While Descemet’s membrane endothelial keratoplasty (DMEK) is a technically more difficult procedure, it provides better visual results with fewer problems than Descemet’s stripping endothelial keratoplasty (DSEK), so it is worth the extra effort, reports Yuri McKee MD. “The finding that DMEK reduces the rejection risk is the real game-changer in its favour, and now we are finding the lower rejection risk probably allows for a decrease in the steroid burden after DMEK with the potential for decreasing steroid-related complications,” he said.
Dr McKee is in private practice at the Price Vision Group, Indianapolis, IN, where more than 1,100 DMEK cases have been performed since March 2008. Speaking at the 4th EuCornea Congress in Amsterdam, he reported findings from outcomes analyses in a series of eyes that had DMEK, DSEK and penetrating keratoplasty (PK). Data on vision outcomes came from follow-up to one year in a group of patients who underwent DMEK and DSEK in fellow eyes. Mean logMAR BSCVA was better in the DMEK eyes than after DSEK, 0.07 vs. 0.20. Moreover, 85 per cent of patients stated they preferred the vision in their DMEK eye due to better quality.

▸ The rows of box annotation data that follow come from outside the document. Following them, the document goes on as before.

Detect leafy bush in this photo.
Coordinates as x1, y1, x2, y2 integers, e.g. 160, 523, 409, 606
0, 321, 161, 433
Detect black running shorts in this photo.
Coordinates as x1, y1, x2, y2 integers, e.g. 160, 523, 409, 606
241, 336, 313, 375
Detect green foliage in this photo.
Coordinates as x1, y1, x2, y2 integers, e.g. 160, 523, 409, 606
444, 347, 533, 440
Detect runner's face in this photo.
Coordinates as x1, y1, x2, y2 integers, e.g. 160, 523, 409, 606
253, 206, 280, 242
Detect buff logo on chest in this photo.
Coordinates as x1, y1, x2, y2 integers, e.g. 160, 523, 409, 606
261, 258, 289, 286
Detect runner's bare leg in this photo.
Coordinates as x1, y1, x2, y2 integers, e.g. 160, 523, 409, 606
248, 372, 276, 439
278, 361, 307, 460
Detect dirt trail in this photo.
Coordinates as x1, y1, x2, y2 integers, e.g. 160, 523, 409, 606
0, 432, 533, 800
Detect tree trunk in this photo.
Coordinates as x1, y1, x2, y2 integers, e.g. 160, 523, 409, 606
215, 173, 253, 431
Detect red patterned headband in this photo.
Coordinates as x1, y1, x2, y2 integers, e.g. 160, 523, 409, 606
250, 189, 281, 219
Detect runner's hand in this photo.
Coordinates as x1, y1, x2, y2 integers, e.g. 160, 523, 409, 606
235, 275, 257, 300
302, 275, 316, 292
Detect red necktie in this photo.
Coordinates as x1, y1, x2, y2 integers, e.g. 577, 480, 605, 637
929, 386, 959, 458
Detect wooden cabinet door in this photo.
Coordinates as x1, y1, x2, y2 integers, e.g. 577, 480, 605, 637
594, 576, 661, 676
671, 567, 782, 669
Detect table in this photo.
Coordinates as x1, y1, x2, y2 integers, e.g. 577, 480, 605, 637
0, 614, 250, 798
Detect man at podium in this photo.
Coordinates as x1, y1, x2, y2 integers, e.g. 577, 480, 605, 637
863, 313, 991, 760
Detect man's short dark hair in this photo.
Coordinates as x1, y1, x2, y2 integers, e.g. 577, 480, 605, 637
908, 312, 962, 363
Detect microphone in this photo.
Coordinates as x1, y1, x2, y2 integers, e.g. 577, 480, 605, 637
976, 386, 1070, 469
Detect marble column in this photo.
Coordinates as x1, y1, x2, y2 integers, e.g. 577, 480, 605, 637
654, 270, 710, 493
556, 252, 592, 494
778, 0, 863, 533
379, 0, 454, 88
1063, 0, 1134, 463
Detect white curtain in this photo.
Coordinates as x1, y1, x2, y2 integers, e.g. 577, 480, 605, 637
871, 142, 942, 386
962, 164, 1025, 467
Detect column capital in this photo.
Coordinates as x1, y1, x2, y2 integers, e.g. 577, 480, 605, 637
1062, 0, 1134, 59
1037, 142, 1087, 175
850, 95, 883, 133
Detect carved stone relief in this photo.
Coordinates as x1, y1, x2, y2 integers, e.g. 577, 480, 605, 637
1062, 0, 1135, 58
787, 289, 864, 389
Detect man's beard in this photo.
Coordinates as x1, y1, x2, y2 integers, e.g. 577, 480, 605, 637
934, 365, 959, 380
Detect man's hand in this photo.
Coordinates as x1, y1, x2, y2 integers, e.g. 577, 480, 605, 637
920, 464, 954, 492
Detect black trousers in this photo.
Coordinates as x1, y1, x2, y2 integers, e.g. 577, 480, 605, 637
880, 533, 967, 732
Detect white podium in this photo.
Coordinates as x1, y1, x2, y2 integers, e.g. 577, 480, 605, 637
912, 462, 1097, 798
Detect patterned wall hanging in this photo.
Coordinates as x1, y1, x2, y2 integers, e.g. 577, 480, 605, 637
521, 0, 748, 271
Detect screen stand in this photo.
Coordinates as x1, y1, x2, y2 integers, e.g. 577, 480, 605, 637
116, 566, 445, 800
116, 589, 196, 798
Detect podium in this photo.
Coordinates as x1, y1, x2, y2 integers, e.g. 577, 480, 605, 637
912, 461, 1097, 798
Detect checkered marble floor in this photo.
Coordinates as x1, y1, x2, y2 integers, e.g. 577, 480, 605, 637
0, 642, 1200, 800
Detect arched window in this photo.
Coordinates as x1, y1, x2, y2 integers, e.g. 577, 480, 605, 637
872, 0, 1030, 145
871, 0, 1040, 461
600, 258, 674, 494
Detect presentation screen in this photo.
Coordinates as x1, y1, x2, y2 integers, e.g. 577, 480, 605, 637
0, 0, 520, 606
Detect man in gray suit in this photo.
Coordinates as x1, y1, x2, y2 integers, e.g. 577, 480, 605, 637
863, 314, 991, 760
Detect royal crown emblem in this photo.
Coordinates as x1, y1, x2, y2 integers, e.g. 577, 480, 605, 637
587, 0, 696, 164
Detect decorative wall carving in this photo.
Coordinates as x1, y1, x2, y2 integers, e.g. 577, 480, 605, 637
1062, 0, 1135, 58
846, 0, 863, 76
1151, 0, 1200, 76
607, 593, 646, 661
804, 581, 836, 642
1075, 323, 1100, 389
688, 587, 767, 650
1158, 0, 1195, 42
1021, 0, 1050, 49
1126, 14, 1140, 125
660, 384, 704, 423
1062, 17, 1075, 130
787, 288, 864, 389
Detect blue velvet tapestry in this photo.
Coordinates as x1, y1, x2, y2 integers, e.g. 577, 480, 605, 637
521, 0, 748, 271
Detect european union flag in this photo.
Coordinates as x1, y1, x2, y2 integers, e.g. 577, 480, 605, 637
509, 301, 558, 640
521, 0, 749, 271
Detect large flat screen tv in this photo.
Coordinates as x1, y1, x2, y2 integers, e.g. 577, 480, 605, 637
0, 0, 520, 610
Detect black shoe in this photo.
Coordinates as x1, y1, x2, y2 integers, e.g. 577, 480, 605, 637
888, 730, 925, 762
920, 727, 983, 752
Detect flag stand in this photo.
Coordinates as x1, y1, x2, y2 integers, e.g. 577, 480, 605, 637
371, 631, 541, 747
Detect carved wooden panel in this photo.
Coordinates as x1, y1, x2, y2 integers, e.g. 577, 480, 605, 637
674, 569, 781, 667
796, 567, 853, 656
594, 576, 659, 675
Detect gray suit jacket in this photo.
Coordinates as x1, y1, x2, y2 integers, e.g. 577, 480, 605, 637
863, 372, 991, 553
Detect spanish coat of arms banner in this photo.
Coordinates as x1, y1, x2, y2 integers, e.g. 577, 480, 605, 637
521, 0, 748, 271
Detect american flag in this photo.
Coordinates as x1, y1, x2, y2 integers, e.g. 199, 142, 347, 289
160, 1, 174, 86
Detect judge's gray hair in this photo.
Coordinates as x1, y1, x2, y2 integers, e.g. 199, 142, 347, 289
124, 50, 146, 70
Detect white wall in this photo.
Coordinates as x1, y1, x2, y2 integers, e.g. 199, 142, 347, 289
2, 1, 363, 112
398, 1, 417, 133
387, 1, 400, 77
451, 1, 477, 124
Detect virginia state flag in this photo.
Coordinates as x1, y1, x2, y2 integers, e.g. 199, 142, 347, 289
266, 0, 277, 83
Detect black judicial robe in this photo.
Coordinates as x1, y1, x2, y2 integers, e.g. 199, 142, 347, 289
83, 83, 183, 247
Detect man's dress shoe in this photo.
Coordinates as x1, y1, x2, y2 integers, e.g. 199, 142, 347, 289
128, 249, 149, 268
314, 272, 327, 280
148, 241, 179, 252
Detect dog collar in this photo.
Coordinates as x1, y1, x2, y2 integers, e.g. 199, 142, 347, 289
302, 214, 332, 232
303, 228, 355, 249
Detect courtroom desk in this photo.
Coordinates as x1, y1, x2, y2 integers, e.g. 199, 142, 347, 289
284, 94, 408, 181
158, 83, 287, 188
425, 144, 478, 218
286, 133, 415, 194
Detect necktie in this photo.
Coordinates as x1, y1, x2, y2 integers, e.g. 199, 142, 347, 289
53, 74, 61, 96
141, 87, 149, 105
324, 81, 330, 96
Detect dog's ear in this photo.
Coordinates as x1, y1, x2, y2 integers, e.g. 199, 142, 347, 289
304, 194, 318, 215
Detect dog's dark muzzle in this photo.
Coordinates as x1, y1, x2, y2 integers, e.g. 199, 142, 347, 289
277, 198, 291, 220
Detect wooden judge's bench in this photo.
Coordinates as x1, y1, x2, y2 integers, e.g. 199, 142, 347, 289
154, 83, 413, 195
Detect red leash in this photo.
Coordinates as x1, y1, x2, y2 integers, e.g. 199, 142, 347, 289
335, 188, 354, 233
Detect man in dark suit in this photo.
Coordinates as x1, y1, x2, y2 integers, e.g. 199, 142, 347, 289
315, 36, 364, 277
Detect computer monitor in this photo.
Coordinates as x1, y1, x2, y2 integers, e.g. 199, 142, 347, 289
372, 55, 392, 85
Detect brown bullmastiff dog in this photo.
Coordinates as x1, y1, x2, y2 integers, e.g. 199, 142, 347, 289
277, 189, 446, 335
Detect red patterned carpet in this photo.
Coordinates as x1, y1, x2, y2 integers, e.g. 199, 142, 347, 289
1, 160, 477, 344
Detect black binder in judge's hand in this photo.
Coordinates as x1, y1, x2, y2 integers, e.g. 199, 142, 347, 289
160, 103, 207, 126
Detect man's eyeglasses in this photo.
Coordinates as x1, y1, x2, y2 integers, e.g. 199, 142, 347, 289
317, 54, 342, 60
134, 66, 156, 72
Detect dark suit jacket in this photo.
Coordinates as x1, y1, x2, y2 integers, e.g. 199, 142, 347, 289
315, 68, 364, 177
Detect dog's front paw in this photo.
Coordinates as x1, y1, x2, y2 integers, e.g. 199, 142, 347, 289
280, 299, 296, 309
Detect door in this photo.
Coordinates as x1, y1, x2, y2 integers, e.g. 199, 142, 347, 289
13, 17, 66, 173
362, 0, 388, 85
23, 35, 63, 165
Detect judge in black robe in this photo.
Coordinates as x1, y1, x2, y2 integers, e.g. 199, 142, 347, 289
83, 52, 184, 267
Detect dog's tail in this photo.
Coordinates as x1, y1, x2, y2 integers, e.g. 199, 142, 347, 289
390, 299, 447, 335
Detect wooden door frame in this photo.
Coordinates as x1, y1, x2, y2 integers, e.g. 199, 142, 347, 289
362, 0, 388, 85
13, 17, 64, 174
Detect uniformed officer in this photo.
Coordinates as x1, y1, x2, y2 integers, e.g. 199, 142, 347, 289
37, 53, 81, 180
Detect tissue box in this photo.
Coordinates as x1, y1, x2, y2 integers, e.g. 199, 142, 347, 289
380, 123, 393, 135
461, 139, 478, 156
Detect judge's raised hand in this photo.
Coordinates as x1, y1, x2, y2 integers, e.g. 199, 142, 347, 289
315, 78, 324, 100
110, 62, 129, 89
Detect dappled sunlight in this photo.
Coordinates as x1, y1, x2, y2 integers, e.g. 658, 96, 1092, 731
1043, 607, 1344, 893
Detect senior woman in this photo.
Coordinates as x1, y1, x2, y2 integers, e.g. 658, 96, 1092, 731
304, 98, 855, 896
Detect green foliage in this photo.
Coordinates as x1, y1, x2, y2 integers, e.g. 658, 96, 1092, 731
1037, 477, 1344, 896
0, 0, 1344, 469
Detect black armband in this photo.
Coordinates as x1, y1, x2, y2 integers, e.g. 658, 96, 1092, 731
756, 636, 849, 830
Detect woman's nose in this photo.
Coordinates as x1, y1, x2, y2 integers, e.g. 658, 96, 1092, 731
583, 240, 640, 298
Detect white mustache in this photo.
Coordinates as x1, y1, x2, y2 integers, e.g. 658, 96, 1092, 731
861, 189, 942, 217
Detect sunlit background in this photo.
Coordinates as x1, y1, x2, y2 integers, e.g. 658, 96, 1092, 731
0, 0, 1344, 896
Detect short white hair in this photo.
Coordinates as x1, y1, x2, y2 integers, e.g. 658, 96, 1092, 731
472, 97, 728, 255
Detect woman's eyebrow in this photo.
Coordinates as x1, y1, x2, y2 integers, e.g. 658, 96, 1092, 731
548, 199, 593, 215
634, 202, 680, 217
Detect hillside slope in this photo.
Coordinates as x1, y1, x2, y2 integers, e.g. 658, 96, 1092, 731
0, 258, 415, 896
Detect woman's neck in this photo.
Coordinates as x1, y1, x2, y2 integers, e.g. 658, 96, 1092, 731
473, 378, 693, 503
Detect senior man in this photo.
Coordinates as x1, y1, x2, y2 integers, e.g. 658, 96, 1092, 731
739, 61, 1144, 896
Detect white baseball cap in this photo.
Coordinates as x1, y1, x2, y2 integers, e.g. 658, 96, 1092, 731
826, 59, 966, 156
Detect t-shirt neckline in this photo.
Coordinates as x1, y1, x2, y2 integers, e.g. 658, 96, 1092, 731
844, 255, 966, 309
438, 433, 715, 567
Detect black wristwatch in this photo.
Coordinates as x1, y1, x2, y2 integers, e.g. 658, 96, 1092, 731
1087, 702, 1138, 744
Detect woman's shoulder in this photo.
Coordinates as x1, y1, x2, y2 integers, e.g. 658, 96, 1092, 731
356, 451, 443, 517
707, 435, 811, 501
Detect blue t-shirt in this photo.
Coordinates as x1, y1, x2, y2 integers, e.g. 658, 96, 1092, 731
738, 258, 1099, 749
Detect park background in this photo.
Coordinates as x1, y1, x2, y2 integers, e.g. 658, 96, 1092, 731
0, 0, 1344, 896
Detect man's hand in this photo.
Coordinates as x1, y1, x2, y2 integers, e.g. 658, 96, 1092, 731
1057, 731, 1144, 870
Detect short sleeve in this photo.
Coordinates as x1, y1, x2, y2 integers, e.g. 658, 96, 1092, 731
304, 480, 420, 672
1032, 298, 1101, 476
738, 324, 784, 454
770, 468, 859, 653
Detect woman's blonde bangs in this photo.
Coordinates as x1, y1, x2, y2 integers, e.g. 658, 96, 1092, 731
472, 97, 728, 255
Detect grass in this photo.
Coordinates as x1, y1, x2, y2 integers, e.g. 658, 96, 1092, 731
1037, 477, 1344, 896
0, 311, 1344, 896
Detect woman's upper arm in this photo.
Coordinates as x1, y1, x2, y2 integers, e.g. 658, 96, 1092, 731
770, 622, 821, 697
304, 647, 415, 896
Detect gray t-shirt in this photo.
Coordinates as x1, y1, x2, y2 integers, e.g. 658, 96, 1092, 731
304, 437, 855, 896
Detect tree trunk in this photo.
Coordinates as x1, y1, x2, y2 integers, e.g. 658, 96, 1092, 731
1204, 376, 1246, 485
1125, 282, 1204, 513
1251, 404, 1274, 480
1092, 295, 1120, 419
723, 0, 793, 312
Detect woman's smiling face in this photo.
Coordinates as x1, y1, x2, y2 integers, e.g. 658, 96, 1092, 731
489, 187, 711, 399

Data on risk of transplant rejection were reported in a published study that included 141 DMEK eyes, 598 DSEK eyes and 30 PK eyes [Ophthalmology. 2012;119(3):536-40]. Based on Kaplan-Meier survival analysis and defining rejection as any amount of corneal oedema after initial clearing with any amount of inflammation, the two-year cumulative probability of rejection was less than one per cent for DMEK, 12 per cent for DSEK and 18 per cent for PK.
“The DMEK eyes had a 15-fold lower risk of rejection than the DSEK eyes and a 20-fold lower risk than the PK group. Those differences were highly statistically significant and importantly, they were found in cohorts of patients that were operated on at a single centre, had similar indications for surgery, represented a similar racial mix and received the same steroid dosing regimen,” Dr McKee said. He added that there have been only nine rejection episodes among the more than 1,100 DMEK procedures performed in the past 5.5 years. Those events occurred between two weeks and four years after surgery, and in only one case was rejection associated with graft failure.
Data on primary graft failures highlighted the learning curve with DMEK, showing that the cornea failed to clear in six of the first 80 cases and in four of the second 80. In contrast, there were five primary failures in the first 80 DSEK eyes, but only one in the next 80 cases. “The graft is more difficult to prepare, manipulate and attach when performing DMEK compared with DSEK. However, in more recent studies of DMEK, the graft preparation failure rate is only one per cent, and now there are eye banks preparing the DMEK graft,” Dr McKee said.
Other data Dr McKee presented showed similar outcomes for DMEK and DSEK. Both had better long-term endothelial cell survival than PK. Based on follow-up of 3-5 years, DMEK and DSEK are associated with excellent mid- to long-term graft survival. DMEK graft survival rates were analysed using data from cases performed at the Price Vision Group between March 2008 and September 2010. Focusing on the 143 eyes with Fuchs' dystrophy, Dr McKee reported there were only three late failures, including an endothelial failure without rejection, an endothelial failure after rejection and a regraft for poor vision. In a DSEK cohort of 147 eyes with Fuchs' dystrophy, six late failures occurred during follow-up to five years, of which four were regrafts for poor vision.
Two randomised studies have been undertaken to investigate whether the intensity of steroid treatment could be reduced after DMEK. In both studies, patients received prednisolone acetate four times daily for the first month and then are randomised to continue prednisolone acetate or to receive fluorometholone 0.1 per cent in one study or to loteprednol etabonate 0.5 per cent in the other trial. The same tapering regimen is used over the next 11 months in all steroid groups.
Dr McKee reported that preliminary findings from the study comparing prednisolone acetate and fluorometholone, which enrolled 325 eyes, show no difference in rejection rates between the two groups. However, prednisolone acetate was associated with a significantly higher rate of IOP elevation than fluorometholone. “The risk of cataract from steroid treatment is less of a concern among DMEK patients because most are pseudophakic.
However, we know that steroid use is a balancing act between avoiding rejection risk and IOP elevation,” Dr McKee said.